The Late Bronze Age Near Eastern cylinder seals from Thebes (Greece) and their historical implications

Konstantinos Kopanias Athenische Mitteilungen 123 (2008) [2009]: 39-96.

Abstract

The collection of imported Near Eastern lapis lazuli cylinder seals from a palatial room in Thebes still remains a unique find in the Aegean. The heterogeneous lot consists of 7 Old Babylonian seals, 12 Kassite, 8 Mitannian, 4 Cypriote, 4 Cypro-Levantine, 2 Cypro-Aegean, 3 Mycenean, 1 Hittite seal, and 1 of unknown origin. A quarter of a century has passed since their publication by Edith Porada (1981-1982). Therefore, new comparative material and new studies are now at hand, which make their re-examination imperative. In this article a new date in the 14th c., is proposed for the Kassite group of seals, which, as shown below, must have originally belonged to a royal diplomatic gift made by Burna-Buriaš II to the king of one of the major powers of the Amarna Age.

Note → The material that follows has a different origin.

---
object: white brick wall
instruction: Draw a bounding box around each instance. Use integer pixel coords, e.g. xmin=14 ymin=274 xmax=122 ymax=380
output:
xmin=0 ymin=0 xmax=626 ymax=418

Why and how these seals were later imported to Thebes is then examined. Finally, the significance of this hoard to the question of the location of the Ahhiyawan centre is discussed in detail. After examining the available archaeological data we conclude that Thebes must have had enough power to be the main rival of Mycenae. It is argued that usually, but not exclusively, the terms Tanaja/Danaja and Ahhiyawa referred respectively to the Peloponnese and Central Greece.